FIG. 10 shows a seventh embodiment of the invention. The Norimoto Commander of this seventh embodiment has the form of a pistol, and similarly to the third embodiment, the lever 22 allows the revolver 23 to be rotated.
is configured to rotate. However, unlike the third embodiment, the IC card 28 and revolver 23 are configured to be replaceable. Different command signal data is stored in each IC card 28, and by selectively using the IC card 28 or IC card 28 and revolver 23 that matches the device on the main body side to be controlled, it is possible to control other companies' equipment or other category equipment. can be controlled.

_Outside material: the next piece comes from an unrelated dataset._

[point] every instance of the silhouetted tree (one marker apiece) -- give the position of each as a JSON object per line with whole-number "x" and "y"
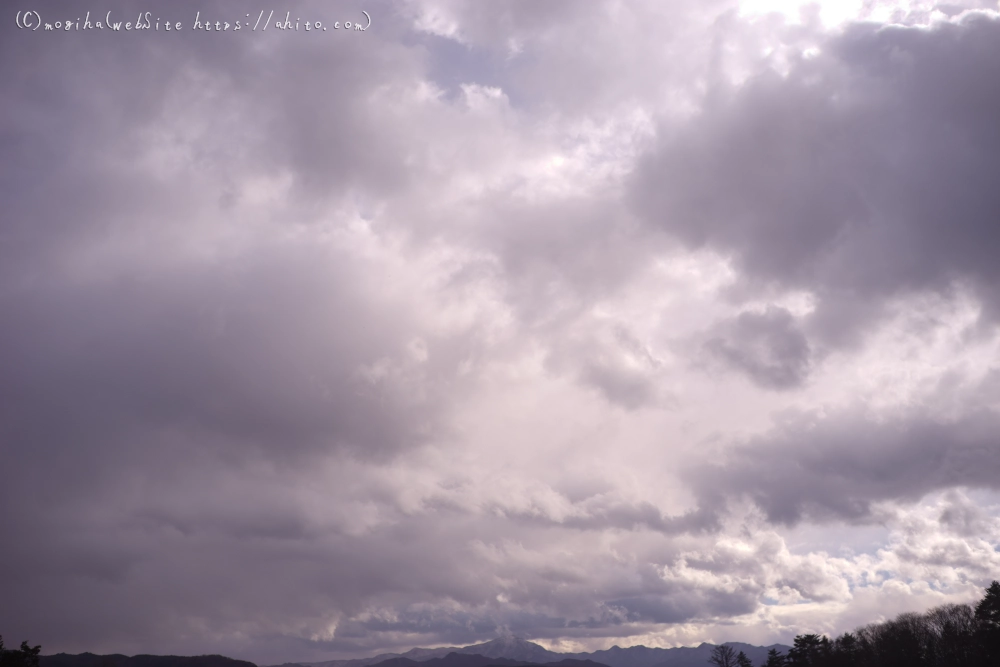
{"x": 988, "y": 621}
{"x": 808, "y": 651}
{"x": 723, "y": 656}
{"x": 27, "y": 656}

[Effects of the Invention] As described above, according to the present invention, a manual power generation lever, a power generation section that generates power by operating the power generation lever, a signal sending section that sends out a command signal using the power of the power generation section, Since it is composed of a signal selection section that selects a desired command signal from among a plurality of command signals, remote control is possible at all times by generating electricity by operating the power generation lever, so there is no need to replace the battery or the situation where the battery cannot be operated due to a dead battery. This has the effect of preventing the occurrence of

[Brief explanation of drawings]

1 to 4 show a first embodiment of the present invention, FIG. 1 is a schematic configuration diagram of a remote commander, FIG. 2 is a circuit diagram of a power generation section, and FIG. 3 is a signal transmission section and a signal selection section. Circuit diagram, 4th
FIG. 5 is a side view of the remote commander showing the second embodiment, FIG. 6 is a side view of the remote commander showing the third embodiment, and FIG. 7 is a side view of the remote commander showing the third embodiment. FIG. 8 is a front view of a remote commander showing a fourth embodiment, FIG. 8 is a perspective view of a remote commander showing a fifth embodiment, and FIG. 9 is a perspective view of a remote commander showing a sixth embodiment. FIG. 10 is a side view of a remote commander showing a seventh embodiment. DESCRIPTION OF SYMBOLS 1... Power generation lever, 3... Power generation part, 4... Signal sending part, 5... Signal selection part, 26... Head (power generation lever). Front view of Nomotocomanta I116b σb (In the 1st plane, Figure 4, Figure 5, Figure 9 of Remote Commando)

Claims (1)

[Claims] (1) A manually movable power generation lever, a power generation section that generates power by the movement stroke of this power generation lever, and a power source of this power generation section that selectively generates multiple types of command signals;
A remote commander comprising: a signal sending section that outputs the selected command signal; and a signal selection section that selects the command signal that the signal sending section outputs.